One of the challenges is that it comes in large blocks of data, for
example, I may have a 70MB chunk of binary data that I want to put in. My
process that generates this data hexes it, so that 70 MB becomes a 140 MB
string of data. Then when I insert into the binary field I use unhex. Now,
my nodes are not huge, I have 8 nodes 6 GB of ram each. A typical load
reads the hex encoded from an external load table, and then inserts it (no
joins etc). Most data loads fine, but when I get chunks above 32 MB in raw
size I'll get failures. I am working getting a some adjustments on my
source data to minimize those large chunks.
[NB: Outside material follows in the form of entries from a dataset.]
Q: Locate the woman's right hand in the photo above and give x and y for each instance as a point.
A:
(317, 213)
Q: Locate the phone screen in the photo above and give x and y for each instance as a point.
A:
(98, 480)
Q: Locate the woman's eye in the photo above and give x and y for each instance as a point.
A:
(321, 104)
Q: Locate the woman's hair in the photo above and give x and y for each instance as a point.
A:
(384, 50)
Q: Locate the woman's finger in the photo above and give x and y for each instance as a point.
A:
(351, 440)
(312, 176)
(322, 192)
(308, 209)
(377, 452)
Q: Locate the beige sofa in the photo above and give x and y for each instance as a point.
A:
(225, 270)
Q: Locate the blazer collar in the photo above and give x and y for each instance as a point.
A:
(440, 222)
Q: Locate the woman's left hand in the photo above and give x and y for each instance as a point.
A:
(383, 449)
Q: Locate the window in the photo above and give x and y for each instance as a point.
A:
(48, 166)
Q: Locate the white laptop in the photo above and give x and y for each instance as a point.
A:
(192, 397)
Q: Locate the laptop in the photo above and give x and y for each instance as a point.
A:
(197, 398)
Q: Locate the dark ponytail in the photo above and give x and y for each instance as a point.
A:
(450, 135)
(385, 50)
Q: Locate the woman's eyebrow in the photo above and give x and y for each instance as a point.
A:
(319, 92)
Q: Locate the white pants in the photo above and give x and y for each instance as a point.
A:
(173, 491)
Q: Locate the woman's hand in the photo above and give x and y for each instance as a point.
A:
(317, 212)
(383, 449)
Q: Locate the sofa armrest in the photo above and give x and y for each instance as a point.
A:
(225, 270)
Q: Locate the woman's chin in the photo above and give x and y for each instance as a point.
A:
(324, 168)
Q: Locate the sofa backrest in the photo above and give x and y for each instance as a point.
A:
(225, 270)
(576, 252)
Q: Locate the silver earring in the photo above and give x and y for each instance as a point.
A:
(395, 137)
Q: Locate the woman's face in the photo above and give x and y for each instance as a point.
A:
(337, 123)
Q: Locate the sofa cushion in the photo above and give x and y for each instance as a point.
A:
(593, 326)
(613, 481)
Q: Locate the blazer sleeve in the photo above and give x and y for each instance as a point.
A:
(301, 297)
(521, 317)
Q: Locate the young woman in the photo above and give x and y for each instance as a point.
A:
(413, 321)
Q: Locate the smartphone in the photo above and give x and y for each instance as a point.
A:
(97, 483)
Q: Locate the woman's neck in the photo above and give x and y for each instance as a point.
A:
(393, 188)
That being said, what are somethings I can do at the hive/insert level that
can reduce the heap space issues? I've tried playing with split size,
reusing jvms, and heap space. But it's all trial and error, and I'd like
to have more real world examples of conditions where one settings makes
sense and another does not. I am not looking for a googling here, just
some examples (even links to examples) showing that with this type of data
or setup, you can get (less mem usage, faster performance, etc) by tweaking
these settings. I think my issue is there are so many settings that say
do this or that, and they don't really provide real world examples, it
makes it tough to know where to start.